对于正态性,可以用直方图 正太概率分布图 分析
【SalePrice】
# in the search for normality
#histogram and normal probability plot 直方图和正态概率图
sns.distplot(df_train['SalePrice'],fit = norm) #fit 控制拟合的参数分布图形
fig = plt.figure()
# probplot :Calculate quantiles for a probability plot, and optionally show the plot. 计算概率图的分位数
res = stats.probplot(df_train['SalePrice'],plot = plt)
图中看出 呈现正偏态, 线性也不好,进行log转换
df_train['GrLivArea'] = np.log(df_train['GrLivArea'])
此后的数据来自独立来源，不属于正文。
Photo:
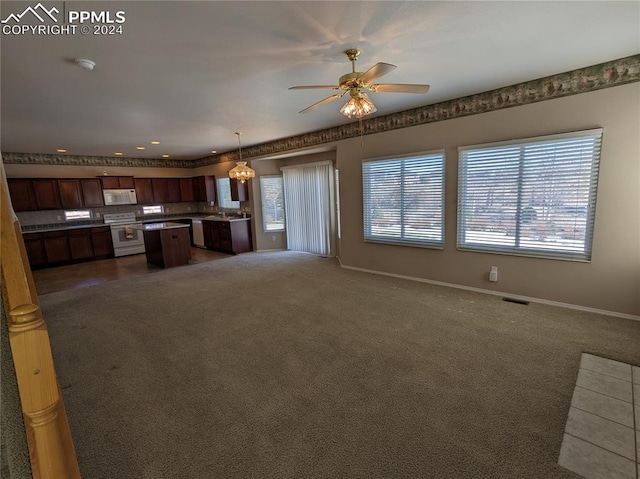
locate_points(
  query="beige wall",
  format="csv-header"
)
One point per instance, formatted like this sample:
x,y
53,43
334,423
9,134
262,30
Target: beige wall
x,y
611,282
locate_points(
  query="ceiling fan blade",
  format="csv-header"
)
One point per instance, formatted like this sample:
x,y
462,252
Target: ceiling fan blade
x,y
375,72
322,102
313,87
399,88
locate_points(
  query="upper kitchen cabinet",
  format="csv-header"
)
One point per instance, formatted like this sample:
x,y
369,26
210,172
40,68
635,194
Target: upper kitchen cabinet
x,y
70,193
205,188
186,189
47,194
144,191
117,182
91,192
22,195
239,191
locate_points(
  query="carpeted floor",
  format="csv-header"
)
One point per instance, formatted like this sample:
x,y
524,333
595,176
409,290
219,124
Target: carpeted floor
x,y
284,365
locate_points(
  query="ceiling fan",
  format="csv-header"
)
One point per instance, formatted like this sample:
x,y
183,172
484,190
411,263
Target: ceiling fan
x,y
357,84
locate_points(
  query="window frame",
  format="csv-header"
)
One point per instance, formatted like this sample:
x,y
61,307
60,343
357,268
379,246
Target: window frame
x,y
369,236
231,204
527,250
265,229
sns.distplot(df_train['GrLivArea'],fit = norm)
fig = plt.figure()
res = stats.probplot(df_train['GrLivArea'],plot = plt)
呈现出了很好的正态性 以及线性
依次对每个选出来的特征值处理
【TotalBsmtSF】
#TotalBsmtSF
sns.distplot(df_train['TotalBsmtSF'],fit = norm)
fig = plt.figure()
res = stats.probplot(df_train['TotalBsmtSF'],plot = plt)
看出 有0值,不能直接进行log转换, 把大于0的筛选出来然后log转换
log处理后
#create column for new varible
#if area > 0 ,it gets 1; for area == 0 it gets 0
df_train['HasBsmt'] = pd.Series(len(df_train['TotalBsmtSF']),index = df_train.index)
df_train['HasBsmt'] = 0
df_train.loc[df_train['TotalBsmtSF'] > 0 ,'HasBsmt'] = 1
df_train.loc[df_train['HasBsmt'] == 0 ,'TotalBsmtSF'] = np.log(df_train['TotalBsmtSF'])
sns.distplot(df_train[df_train['TotalBsmtSF']>0]['TotalBsmtSF'],fit = norm)
fig = plt.figure()
res = stats.probplot(df_train[df_train['TotalBsmtSF'] > 0 ]['TotalBsmtSF'],plot = plt)
【方差齐性 】
”The best approach to test homoscedasticity for two metric variables is graphically. Departures from an equal dispersion are shown by such shapes as cones (small dispersion at one side of the graph, large dispersion at the opposite side) or diamonds (a large number of points at the center of the distribution).“
要么是像conic 锥形 ,少量数据分散在一侧,大量数据分散在另一侧,
要么像钻石,集中分散在中间
查看两个变量之间的方差齐性
'SalePrice' and 'GrLivArea'...
#scatter plot
plt.scatter(df_train['SalePrice'],df_train['GrLivArea'])
SalePrice' with 'TotalBsmtSF'.
plt.scatter(df_train[df_train['TotalBsmtSF']>0] ['TotalBsmtSF'],df_train[df_train['TotalBsmtSF'] > 0]
['SalePrice'])
最后 dummy variables
进行非数转换,数据全是数值型
#convert categorical variable into dummy
df_train = pd.get_dummies(df_train)
数据预处理至此。博客就是看的原文基本copy下来,跑了一遍,也学到了很多数据预处理 可视化的技巧,希望以后能有更大进步!